Some studies [13], [27] have reported varying outcomes regarding clinical and imaging predictors of treatment response in LARC. Nonetheless, uninvolved CRM has consistently been recognized as a reliable indicator of favorable pathological response [13], [28], [29] which is consistent with our findings. Notably, this study is the first to identify an association between preoperative MWT and tumor response, indicating that a smaller preoperative MWT is associated with a higher probability of favorable pathological response. Furthermore, when comparing the paired radiological features before and after treatment, all features, with the exception of distance from the tumor to the anal verge (DTAV) in the good response group, exhibited statistically significant differences (Table A.6). The lack of a significant difference in DTAV may be due to the relatively small sample size of the favorable response subgroup, which reduced the statistical power to detect subtle changes. In addition, the absence of a significant association between baseline MWT or CRM status and treatment response suggests that these pre-NCT MRI features may reflect initial tumor burden rather than capturing the dynamic biological changes induced by treatment.

In this study, we implemented the DenseNet121 architecture as our deep learning backbone. Its dense connectivity promotes feature reuse and helps mitigate the gradient vanishing problem, which is particularly advantageous when training with limited datasets [30]. Grad-CAM visualizations confirmed that DenseNet121 correctly localized attention to intratumoral regions, validating its decision-making processes. This aligns with the fundamental requirement for interpretable artificial intelligence in clinical practice, as reliable lesion identification ensures DenseNet121 predictions are based on relevant pathological tissue rather than extratumoral noise.

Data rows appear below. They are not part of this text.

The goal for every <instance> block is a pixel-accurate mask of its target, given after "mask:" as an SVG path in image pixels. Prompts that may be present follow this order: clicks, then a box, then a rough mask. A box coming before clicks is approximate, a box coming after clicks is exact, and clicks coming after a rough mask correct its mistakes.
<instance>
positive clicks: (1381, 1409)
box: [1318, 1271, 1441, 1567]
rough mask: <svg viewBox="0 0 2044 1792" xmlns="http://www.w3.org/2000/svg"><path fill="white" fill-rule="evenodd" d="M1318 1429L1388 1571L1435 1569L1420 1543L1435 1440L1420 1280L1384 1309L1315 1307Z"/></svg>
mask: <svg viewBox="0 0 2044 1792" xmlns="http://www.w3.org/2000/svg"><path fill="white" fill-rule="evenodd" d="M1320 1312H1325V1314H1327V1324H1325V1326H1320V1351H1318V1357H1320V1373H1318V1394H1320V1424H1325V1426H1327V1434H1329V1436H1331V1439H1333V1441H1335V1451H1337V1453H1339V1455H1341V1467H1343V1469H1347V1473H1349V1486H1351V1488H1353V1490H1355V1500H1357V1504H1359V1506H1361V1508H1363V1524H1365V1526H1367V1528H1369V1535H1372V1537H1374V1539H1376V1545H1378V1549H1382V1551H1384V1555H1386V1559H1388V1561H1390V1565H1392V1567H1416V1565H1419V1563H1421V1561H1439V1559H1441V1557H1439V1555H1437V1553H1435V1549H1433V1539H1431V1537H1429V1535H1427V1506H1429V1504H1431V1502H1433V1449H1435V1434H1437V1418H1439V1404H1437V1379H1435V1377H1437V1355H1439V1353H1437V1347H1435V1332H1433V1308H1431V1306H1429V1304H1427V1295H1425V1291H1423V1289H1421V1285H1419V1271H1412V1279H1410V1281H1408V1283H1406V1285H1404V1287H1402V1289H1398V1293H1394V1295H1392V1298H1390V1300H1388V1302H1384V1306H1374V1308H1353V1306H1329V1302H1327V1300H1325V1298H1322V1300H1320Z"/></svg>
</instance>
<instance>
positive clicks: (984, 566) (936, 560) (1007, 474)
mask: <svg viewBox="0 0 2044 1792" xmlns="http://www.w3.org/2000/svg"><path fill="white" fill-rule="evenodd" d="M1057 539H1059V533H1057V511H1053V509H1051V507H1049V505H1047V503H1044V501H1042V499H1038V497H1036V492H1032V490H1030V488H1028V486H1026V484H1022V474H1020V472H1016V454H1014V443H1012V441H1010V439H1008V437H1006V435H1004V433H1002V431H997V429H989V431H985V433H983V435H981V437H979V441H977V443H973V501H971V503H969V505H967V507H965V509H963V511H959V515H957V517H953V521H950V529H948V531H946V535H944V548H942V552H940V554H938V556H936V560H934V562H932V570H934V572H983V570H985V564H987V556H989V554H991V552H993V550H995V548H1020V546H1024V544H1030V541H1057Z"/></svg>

While most previous studies predicting LARC response to neoadjuvant therapy have relied on single-sequence or single-time-point MRI data [31], [32], our study provides a comprehensive, longitudinal assessment by systematically evaluating the combined value of multi-sequence MRI acquired both before and after NCT. A key finding is that the post_DWI signature was the most important predictor of good response, underscoring the pivotal role of post-NCT DWI in evaluating tumor regression. This result aligns with the findings of Pham et al., [33] who demonstrated that DWI after neoadjuvant therapy effectively captured NCT-induced alterations in tumor cellularity. Notably, the improved predictive performance achieved by combining DWI and T2WI further corroborates prior research, including a recent investigation showing that integrating DWI with T2WI improves the accuracy of tumor regression grading in LARC following NCT [34]. Consistent with this, Jang et al. [35] emphasized that DWI should serve as a complement to T2WI. In contrast, the signature based on CE-T1WI exhibited inferior performance and failed to confer substantial added value when incorporated into the fusion model. Prior investigations have yielded analogous findings. Zhang et al. [36] reported that the CE-T1WI modality achieved the lowest sensitivity, indicating that CE-T1WI-derived features do not substantially contribute to improving predictive performance.

Meanwhile, the longitudinal fusion models of each sequence (e.g., T2WI and CE-T1WI) all demonstrated improved predictive performance compared to their single-time-point counterparts, indicating that the integration of temporal data may contribute to enhanced prediction accuracy. This observation may partly explain the high tumor response prediction accuracy of systems like DeepRP-RC [37]. However, incorporating delta signatures (e.g., pre+post+delta_T2WI) did not confer any additional predictive benefit. In our study, the combination of all DL signatures from both pre- and post-NCT and two radiological features showed significant difference compared to the clinical-radiological model (CR), and SHAP analysis suggesting post-NCT DWI signal intensity is the strongest predictor of good response, with pre_T2WI and post_MWT offering complementary and interpretable information. This result supports the adoption of a multi-sequence, longitudinal MRI protocol for routine staging, restaging and surveillance in LARC.

Models based on delta signatures and CE - T1WI signatures demonstrated limited incremental value in our study. From a technical perspective, our CE-T1WI scanning protocol was initiated immediately following contrast administration, ensuring consistent timing across all participants. While this approach removes variability caused by injection-to-scan delays, it limits all lesions to the earliest enhancement phase. As a result, the dynamic vascular permeability kinetics that evolve rapidly after contrast administration are confined to a single time point, which reduces the additional discriminatory power of CE-T1WI. Future studies may employ multiphase T1WI or high-temporal-resolution dynamic contrast-enhanced (DCE) imaging to further evaluate whether vascular permeability dynamics provide incremental diagnostic value. Additionally, as pairwise rigid registration was not performed, residual voxel displacement may have introduced partial-volume fluctuations, potentially obscuring true microenvironmental changes and further diminishing the incremental utility of delta signatures. Moreover, with a median interval of 28 days (range: 21–47 days) between the last chemotherapy cycle and preoperative MRI, the tumor bed is likely to contain a complex mixture of fibrosis, necrosis, and inflammatory infiltrates. These pathological components may exert opposing effects on signal intensity, potentially neutralizing each other and resulting in no appreciable net change in signal. This phenomenon may explain the limited predictive value of delta-signatures observed in our cohort.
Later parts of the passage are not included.